The Yeshivah Gedolah of Chabad Lubavitch in Frankfurt am Main is a Yeshiva operated by Chabad of Germany;
see Tomchei Tmimim.
The Director or Rosh Yeshivah is Rabbi Yossi Havlin;
it was founded and continues to be run by Rabbi S. Zalman Gurevitch, Chabad Emissary to Frankfurt.

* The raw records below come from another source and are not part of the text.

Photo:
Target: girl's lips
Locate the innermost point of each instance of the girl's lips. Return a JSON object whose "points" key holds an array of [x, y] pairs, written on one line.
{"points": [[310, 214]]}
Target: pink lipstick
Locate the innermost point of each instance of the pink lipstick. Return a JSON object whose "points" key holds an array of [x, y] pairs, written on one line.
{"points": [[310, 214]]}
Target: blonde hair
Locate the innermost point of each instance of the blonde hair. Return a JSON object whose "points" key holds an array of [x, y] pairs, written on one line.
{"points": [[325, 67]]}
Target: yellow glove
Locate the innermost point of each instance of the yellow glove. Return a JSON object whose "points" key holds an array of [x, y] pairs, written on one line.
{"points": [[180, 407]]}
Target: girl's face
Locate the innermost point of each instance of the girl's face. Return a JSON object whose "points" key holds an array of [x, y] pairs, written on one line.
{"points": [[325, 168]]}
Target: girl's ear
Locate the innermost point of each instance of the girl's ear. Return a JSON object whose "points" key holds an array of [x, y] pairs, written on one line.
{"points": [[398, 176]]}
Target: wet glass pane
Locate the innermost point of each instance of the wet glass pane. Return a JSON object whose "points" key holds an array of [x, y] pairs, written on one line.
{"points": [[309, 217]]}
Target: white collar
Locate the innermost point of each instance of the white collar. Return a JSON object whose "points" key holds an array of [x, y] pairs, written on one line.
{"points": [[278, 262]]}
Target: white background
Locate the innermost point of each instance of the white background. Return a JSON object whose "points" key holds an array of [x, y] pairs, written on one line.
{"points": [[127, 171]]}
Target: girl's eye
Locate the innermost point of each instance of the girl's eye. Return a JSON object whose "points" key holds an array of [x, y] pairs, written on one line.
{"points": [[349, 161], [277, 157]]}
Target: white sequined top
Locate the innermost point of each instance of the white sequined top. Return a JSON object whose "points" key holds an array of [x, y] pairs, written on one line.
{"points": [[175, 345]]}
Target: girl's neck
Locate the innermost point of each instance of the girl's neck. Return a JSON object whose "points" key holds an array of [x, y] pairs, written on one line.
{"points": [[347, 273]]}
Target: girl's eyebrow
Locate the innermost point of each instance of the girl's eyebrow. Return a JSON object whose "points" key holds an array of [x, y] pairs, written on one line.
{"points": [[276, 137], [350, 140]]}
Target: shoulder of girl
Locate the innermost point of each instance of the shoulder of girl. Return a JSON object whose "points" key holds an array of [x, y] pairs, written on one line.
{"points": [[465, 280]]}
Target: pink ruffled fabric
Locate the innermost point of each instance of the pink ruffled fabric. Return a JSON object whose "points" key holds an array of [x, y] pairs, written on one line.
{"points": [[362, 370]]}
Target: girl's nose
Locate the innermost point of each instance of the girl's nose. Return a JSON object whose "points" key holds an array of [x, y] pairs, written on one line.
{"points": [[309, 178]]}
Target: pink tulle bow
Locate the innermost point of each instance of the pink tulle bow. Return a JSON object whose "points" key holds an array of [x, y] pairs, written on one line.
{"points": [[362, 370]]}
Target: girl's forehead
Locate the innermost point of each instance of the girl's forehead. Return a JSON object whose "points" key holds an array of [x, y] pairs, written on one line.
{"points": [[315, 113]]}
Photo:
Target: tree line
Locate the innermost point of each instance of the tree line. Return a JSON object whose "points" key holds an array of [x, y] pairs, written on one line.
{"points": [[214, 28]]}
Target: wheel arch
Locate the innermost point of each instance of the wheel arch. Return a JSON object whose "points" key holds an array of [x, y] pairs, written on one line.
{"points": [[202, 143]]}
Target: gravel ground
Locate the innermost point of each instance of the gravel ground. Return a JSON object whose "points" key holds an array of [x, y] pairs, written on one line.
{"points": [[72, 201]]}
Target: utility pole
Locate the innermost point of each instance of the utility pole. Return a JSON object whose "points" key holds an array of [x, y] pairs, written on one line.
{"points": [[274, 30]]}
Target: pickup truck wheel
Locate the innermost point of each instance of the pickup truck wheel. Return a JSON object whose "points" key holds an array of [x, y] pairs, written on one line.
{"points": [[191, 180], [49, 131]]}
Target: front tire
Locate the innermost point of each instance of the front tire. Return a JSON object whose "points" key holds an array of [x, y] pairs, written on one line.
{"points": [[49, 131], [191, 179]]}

It is situated in the famous West-end Synagogue; the current bochurim come mainly from Israel and the United States. The Yeshivah Gedola was the first orthodox Yeshiva that was established in Germany after World War II
(see also Rabbinerseminar zu Berlin).
In a certain sense it continues the tradition of what once Germany's largest yeshiva, Torah Lehranstalt, which was organized in Frankfurt by Solomon Breuer, son-in-law and successor of Rabbi Samson Raphael Hirsch.

A regular study day for the bochurim includes Talmud, Jewish law, Jewish philosophy, and Jewish ethics; see Yeshiva § Curriculum.

In October 2023, the yeshiva reopened after being closed for several years before due to the COVID-19 pandemic. It reopened in a new format with bochurim from Oholei Torah, with special emphasis on the Chabad outreach programs in the Jewish Community in Frankfurt and the surrounding areas.